Veteran writes of Vietnam experiences

For Sarasota resident Barry A. Popkin, the fact that he returned from the Vietnam War is simply luck.

In addition to surviving 365 days in the jungle, he, unlike most of his squad, was able to make a smooth transition to civilian life and a successful career.

Popkin went to college after returning from Vietnam under the G.I. Bill and spent the next 40 years as a white-collar accountant/operational manager living in New York City.

He raised three children in Connecticut before moving and retiring to Sarasota. He recounts his Vietnam experiences in his books which are available on Amazon.

“Born in New York City, the youngest of six children, we had very little but were rich being born in the shadow of the greatest generation.
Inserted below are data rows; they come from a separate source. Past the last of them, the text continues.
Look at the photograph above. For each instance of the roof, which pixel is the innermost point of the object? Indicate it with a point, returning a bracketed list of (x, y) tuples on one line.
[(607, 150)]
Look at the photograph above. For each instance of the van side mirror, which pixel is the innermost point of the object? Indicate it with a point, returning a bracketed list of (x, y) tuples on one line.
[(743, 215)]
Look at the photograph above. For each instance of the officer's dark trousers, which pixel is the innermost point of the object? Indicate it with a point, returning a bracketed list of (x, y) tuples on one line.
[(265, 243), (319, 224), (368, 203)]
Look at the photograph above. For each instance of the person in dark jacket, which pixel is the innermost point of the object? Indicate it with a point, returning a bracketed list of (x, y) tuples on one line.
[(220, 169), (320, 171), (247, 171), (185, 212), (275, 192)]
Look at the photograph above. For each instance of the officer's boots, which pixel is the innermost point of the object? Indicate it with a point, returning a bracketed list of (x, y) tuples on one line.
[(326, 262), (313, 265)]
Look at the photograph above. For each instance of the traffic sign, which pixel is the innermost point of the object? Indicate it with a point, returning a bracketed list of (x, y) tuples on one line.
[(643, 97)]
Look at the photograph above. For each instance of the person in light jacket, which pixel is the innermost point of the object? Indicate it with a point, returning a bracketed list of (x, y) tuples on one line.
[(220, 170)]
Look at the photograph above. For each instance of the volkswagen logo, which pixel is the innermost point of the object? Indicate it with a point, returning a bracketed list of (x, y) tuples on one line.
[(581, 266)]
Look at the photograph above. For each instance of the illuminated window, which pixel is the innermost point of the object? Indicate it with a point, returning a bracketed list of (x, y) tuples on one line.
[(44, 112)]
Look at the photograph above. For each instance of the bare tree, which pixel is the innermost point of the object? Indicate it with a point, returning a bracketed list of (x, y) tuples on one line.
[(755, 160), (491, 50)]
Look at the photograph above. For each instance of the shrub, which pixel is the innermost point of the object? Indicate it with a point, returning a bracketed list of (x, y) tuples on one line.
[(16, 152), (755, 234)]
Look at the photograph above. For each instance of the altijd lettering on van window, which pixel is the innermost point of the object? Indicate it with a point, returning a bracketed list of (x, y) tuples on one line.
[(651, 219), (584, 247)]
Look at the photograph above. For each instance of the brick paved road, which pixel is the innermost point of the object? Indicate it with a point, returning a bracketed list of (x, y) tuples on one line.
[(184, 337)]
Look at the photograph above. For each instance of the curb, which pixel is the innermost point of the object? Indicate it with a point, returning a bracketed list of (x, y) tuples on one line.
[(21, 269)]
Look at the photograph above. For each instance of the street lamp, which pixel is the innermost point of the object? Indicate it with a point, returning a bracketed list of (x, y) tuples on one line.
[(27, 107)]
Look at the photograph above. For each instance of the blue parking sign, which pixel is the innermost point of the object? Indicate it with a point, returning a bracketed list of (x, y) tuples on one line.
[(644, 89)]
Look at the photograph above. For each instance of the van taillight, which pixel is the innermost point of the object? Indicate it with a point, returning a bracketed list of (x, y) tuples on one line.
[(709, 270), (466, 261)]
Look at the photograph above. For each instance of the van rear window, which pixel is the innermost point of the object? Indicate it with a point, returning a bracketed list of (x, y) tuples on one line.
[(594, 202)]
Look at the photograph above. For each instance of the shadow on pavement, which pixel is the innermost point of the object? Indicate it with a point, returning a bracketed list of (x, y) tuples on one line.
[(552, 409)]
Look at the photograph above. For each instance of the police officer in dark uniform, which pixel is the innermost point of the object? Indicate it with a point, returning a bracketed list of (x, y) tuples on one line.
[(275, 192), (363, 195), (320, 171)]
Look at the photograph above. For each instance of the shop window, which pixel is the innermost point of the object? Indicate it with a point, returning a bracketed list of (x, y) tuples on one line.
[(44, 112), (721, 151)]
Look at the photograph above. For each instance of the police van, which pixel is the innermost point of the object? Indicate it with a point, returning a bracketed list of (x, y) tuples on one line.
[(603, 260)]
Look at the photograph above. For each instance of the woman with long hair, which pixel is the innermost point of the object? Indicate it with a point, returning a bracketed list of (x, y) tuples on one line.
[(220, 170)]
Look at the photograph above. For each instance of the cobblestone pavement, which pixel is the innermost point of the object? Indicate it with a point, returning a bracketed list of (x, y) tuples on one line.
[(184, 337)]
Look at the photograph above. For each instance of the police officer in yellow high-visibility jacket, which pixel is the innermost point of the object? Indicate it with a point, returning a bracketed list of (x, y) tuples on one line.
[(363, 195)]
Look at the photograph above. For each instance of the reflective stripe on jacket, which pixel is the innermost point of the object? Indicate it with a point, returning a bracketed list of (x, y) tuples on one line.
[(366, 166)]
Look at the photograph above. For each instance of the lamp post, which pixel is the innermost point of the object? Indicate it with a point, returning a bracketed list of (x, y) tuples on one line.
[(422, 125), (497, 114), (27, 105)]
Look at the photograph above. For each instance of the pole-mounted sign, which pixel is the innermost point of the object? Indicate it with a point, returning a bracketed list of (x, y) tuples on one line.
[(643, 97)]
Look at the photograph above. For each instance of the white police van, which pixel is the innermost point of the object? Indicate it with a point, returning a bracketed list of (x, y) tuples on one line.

My first brother went into the Navy during the Korean War as a pilot on some of the first jets. The next brother went into the Air Force and probably invented a new rank below Private. My sister went into the Navy and was a Lieutenant at Guantanamo Bay. The next two brothers and I were drafted into the Army in succession during Vietnam. They all came back from their service with their stories and this is mine…” writes Popkin in an excerpt from his writings.

Popkin continues in his narrative of the Vietnam War in vivid detail of what he and his fellow soldiers experienced.

“What is not recorded is forgotten. For a year, existence was defined as trying to survive madness – by killing, and saving life, especially our own. May this not be forgotten,” writes Popkin.

In another part of the book, Popkin writes how a claymore mine exploded and turned a recruit who had only been with his unit for two hours into something that “looked like spiced tomato soup.”

Popkin speaks of the need to outgun the enemy.

“Remember, whoever is ducking, is losing and dying. Whoever has superior fire is killing and winning.”

These are just a few snippets of the detailed rendering of combat which Popkin conveys in his book entitled, “My Year in Vietnam.”

Popkin also has authored: “The Heart Leads the Brave WWII;” “Token to Chaos: Bombs, Bullets and Booby Traps;” “Soldiers Under the Radar: Guns, Ghosts and Gold,; “The Ghost of Corporal Devos,” as well as other writings.